The ax is starting to come down on the 250 United Parcel Service workers who were given termination notices last week after protesting a colleague’s firing in February.
On Monday evening and Tuesday morning, 20 of the workers at the Maspeth facility who took part in a 90-minute walkout on Feb. 26 to protest the firing of Jairo Reyes earlier that day were let go by UPS.
The fired employees were chosen at random out of the list of 250 workers who protested in February, according to UPS spokesman Steve Gaut.
The remaining 230 employees will be fired in increments to allow the company to hire and train new workers at a pace that would avoid significant delays in the processing and delivering of packages at the facility.
“Many of our customers have contracts with us that includes penalties if we fail to deliver on time. There’s a reason we have dispute resolution language in [the employees’] contracts that doesn’t involve a walkout so we can do the right thing for our customers, employees and our business,” Gaut said. “Maintaining orderly conduct to meet customer requirements is what this is about.”
Gaut said he wasn’t sure of the exact reasoning behind Reyes’ firing, but it had to do with “a disagreement over his conduct in the facility in regards to working hours.”
Teamsters Local 804, the union representing the UPS employees, issued a statement on its website on Tuesday, calling it a “heartless attack on the drivers and their families.”

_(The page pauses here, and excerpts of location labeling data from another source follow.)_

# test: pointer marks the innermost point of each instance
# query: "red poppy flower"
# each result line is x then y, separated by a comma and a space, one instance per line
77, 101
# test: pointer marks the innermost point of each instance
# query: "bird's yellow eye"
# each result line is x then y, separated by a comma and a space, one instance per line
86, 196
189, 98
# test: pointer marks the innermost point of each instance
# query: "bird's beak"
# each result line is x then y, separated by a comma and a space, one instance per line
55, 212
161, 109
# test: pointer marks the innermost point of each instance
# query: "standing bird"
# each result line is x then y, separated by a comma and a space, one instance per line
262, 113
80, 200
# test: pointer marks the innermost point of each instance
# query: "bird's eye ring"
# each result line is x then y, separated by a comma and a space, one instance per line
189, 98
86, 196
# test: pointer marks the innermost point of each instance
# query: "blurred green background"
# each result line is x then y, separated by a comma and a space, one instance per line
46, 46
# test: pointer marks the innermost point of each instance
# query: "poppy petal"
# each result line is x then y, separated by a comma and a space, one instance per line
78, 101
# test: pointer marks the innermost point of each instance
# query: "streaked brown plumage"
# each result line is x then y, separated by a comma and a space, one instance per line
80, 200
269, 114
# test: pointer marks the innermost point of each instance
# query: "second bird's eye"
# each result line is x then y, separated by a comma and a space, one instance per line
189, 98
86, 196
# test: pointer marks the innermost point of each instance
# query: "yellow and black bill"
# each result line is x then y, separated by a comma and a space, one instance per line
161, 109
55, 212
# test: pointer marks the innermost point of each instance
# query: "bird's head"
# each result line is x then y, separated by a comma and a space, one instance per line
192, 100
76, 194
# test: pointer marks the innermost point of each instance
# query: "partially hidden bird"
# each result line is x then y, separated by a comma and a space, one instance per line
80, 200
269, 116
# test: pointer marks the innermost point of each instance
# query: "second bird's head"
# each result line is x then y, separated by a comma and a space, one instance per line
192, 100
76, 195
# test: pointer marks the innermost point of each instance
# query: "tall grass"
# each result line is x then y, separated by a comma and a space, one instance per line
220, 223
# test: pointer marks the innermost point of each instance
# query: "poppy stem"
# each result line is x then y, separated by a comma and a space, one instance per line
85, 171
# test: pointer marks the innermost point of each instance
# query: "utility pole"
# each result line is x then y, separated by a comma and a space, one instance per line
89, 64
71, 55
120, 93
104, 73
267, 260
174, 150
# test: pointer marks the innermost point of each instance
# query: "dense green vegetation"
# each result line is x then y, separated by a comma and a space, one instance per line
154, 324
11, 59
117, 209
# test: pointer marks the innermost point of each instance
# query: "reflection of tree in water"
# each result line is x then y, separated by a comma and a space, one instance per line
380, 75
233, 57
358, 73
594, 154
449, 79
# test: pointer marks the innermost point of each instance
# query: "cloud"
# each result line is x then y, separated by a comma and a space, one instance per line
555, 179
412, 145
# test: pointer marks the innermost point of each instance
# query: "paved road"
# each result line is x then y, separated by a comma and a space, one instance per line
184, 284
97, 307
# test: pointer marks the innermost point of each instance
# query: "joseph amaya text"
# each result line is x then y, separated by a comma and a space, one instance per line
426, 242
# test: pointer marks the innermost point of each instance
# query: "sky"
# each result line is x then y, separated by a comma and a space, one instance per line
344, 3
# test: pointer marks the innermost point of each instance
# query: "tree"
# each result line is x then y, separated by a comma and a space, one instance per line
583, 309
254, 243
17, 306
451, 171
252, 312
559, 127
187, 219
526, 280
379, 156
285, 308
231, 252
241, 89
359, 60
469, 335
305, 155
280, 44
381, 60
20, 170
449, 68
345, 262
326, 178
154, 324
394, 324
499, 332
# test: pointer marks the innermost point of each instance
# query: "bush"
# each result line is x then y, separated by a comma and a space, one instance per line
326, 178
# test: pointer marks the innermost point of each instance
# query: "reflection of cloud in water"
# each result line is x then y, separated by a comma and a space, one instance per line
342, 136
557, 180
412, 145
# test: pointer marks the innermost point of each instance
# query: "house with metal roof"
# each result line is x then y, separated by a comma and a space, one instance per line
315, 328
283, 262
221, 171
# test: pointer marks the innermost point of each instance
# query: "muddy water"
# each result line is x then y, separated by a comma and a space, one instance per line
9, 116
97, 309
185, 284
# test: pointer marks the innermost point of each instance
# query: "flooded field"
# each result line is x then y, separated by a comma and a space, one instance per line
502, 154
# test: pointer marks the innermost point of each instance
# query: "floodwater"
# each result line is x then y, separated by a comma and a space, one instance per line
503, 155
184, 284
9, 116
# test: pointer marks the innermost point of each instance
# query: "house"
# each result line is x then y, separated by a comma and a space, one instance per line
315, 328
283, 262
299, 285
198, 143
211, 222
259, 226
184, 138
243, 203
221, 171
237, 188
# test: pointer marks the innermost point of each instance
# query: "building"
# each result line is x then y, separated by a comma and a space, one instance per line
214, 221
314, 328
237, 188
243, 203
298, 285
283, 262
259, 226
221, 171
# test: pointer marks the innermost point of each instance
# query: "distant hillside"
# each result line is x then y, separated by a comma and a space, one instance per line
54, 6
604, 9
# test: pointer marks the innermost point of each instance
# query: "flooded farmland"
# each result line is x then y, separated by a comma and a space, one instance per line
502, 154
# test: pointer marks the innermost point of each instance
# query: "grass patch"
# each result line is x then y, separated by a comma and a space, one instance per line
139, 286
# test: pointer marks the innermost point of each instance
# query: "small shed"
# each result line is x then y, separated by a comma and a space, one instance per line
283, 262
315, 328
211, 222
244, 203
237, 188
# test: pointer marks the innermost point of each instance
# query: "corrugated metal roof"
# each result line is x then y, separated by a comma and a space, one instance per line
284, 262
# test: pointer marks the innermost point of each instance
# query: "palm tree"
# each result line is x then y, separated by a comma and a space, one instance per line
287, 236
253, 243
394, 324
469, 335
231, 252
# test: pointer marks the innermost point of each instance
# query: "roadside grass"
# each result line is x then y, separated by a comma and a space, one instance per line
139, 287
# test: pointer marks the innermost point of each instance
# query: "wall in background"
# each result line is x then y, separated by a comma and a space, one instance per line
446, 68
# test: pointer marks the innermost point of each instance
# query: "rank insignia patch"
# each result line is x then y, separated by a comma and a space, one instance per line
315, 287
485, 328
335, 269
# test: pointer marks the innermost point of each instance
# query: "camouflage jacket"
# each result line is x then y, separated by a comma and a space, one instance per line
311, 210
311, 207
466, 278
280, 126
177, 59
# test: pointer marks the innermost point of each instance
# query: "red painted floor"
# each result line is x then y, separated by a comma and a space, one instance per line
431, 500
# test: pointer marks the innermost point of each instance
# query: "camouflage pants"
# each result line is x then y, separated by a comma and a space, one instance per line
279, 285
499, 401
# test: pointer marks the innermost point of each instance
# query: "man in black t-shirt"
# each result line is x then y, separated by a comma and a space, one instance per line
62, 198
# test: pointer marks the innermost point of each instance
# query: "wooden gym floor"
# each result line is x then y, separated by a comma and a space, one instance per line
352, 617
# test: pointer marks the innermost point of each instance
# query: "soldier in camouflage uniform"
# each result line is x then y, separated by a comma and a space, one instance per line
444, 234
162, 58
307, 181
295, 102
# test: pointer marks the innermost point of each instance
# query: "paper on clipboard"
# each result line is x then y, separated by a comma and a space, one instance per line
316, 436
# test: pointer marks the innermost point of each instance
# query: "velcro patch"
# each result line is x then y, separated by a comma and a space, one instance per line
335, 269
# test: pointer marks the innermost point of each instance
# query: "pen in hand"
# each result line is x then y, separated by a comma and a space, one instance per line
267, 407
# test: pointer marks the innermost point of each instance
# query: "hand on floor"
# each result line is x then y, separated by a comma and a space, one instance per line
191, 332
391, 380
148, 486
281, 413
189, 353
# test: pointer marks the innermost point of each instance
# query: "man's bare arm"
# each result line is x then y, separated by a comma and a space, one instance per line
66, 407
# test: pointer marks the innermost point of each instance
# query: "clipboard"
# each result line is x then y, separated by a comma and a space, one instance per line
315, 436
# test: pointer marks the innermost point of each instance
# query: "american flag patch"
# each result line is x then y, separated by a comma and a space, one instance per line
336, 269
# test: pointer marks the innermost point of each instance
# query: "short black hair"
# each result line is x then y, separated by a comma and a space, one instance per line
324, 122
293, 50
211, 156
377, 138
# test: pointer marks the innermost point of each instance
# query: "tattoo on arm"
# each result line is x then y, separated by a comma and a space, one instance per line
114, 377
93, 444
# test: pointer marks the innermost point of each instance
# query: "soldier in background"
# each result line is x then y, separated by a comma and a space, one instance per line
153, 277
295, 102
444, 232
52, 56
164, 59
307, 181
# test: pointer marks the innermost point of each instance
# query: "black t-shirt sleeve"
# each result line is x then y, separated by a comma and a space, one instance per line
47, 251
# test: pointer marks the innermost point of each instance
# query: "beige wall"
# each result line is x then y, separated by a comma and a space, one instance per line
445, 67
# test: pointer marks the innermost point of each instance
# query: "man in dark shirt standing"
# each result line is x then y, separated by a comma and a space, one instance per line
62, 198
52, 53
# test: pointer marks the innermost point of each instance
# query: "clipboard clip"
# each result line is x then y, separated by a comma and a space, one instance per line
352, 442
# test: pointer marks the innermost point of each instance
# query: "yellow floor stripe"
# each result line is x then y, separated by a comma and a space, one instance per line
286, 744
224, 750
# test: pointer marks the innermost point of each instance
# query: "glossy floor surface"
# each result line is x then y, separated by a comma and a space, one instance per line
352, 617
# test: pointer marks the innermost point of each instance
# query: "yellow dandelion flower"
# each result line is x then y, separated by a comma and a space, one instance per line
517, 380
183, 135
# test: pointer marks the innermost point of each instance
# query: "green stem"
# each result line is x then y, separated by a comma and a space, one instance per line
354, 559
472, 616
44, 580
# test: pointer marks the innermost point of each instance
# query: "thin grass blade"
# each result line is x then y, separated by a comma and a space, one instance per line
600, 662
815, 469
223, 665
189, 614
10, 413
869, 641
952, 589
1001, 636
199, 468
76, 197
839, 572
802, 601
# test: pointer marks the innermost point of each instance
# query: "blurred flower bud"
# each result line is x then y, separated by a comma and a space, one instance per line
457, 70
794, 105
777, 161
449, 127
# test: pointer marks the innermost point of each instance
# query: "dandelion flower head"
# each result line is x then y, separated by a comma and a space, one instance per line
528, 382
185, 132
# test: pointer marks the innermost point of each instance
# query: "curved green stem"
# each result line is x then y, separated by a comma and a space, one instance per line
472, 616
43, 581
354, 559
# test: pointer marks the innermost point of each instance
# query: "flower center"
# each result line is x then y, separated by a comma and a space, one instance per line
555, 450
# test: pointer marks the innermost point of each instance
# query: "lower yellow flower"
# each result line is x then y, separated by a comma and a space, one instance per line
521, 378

“The company fired a group of drivers to try to divide us, create panic, or try to get Local 804 to cave in and sell out,” the statement reads. “That is not going to happen.”
Last Friday, elected officials such as Public Advocate Letitia James and City Council members Jimmy Van Bramer (D-Sunnyside) and Elizabeth Crowley (D-Middle Village) joined dozens of union members at a rally to protest the company’s distribution of termination notices to the 250 employees.
Gaut, when asked if UPS had a response to the outpouring of support for the fired workers by elected officials, said the company simply followed policy after an unauthorized work stoppage.
“We believe it’s necessary to follow contracts,” he said. “Our approach is to encourage everyone that contracts have to be followed.”
Like the angered union, Crowley sees the mass firing as indefensible.
“The recently terminated UPS employees are not just the backbone that keeps the company running each day, they are our neighbors, with families that will not have wages to put food on the table,” Crowley said in a statement Wednesday. “We cannot allow this injustice to happen in Maspeth, or anywhere in New York City.”
Local 804 will protest the firings on Thursday on the steps of City Hall.